A: From your description it seems that the marks on your cheeks are pigmentation. There are a number of options for the treatment of pigmentation such as sun avoidance, SPF applied several times daily, superficial chemical peels, topical depigmenting creams, and ablative fractional treatments that are safe to use in darker skin individuals (such as Syneron’s Matrix RF). If the topical product prescribed by the dermatologist was helping (most probably hydroquinone) then one may consider a lighter percentage to reduce the sensitivity.
Q: tattoo removal
Why is it advised when on roaccutane, to stop all laser hair removal? I still want to get my bikini line lasered. I' m halfway thru my laser sessions and will be going on roac soon. Secondly, can you tell me the scarring risks of having a tattoo excised. For religious reasons I want my tattoos completely removed by being cut out. I haven' t seen satisfactory results from laser removal - on black skin like mine. Apparently excision causes bad scarring is this true? Surely no worse than the c-section scar I have?
Is it necessary that the skin around the tattoo be very loose? I am still young (35) and am toned and firm, my skin is not loose at all. Would the skin be pulled too much if the procudure is performed on taut skin? I' d say my one tattoo is 2cm wide 4 cm long and the other 2cm wide 8cm long, and on my shoulder and lower back respectively.
A: I would definitely advise no ‘laser’ treatments while on Roaccutane and for the 6 months after stopping the tablets.
Generally speaking you should heal the same way as any other form of surgery (scar) when the tattoo is removed.

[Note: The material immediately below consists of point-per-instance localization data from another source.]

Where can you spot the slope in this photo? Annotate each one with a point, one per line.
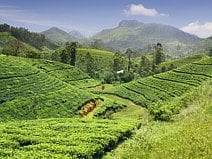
(136, 35)
(27, 92)
(165, 87)
(189, 136)
(58, 35)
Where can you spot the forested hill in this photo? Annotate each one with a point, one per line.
(34, 39)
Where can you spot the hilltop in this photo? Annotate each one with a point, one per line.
(58, 35)
(137, 35)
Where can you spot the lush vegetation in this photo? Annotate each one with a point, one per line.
(188, 136)
(165, 87)
(62, 138)
(27, 92)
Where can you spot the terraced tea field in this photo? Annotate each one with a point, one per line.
(28, 93)
(166, 86)
(62, 138)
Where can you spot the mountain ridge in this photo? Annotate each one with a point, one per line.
(58, 35)
(138, 36)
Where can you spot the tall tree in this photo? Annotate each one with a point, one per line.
(90, 65)
(14, 47)
(159, 56)
(118, 62)
(145, 66)
(129, 53)
(210, 52)
(73, 52)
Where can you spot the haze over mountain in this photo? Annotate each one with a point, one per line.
(137, 35)
(58, 35)
(77, 34)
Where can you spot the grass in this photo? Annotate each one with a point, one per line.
(27, 92)
(151, 92)
(62, 138)
(188, 136)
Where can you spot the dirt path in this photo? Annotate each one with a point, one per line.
(131, 111)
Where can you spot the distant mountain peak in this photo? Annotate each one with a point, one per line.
(77, 34)
(58, 35)
(130, 23)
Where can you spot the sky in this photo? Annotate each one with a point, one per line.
(92, 16)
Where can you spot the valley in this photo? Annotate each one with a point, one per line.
(135, 91)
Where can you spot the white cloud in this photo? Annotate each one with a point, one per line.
(202, 30)
(139, 9)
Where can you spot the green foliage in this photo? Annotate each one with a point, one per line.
(159, 56)
(62, 138)
(90, 68)
(27, 92)
(22, 34)
(118, 62)
(108, 108)
(165, 87)
(189, 135)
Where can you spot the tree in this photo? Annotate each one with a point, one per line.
(73, 52)
(210, 52)
(159, 56)
(129, 53)
(90, 66)
(144, 67)
(64, 56)
(14, 47)
(68, 55)
(118, 62)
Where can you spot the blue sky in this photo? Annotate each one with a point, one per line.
(91, 16)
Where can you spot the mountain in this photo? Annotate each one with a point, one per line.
(77, 34)
(137, 35)
(58, 35)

Your best option would be to consult a plastic surgeon to can examine the tattoos (and the surrounding skin) and give you a more accurate indication of the extent of healing, scarring, and if the skin would look ‘pulled’. The scarring on the lower back and the shoulder should heal well, but my suggestion is to undergo Omnilux treatment sessions just before the surgery and during the healing phase as studies have shown superior wound healing with little to no scar formation.
Q: removal of fat in arms
I am 60 years old this year – I have fatty lumps in my upper arms. How do I get these lumps removed?
A: Your best option would be to consult a plastic surgeon to examine the areas of concern and suggest the best treatment options. Localized areas of fat can be addressed with injectable lipolysis (fat dissolving) injectables, laser lipolysis, and liposuction for very small, small, and larger areas of fat respectively.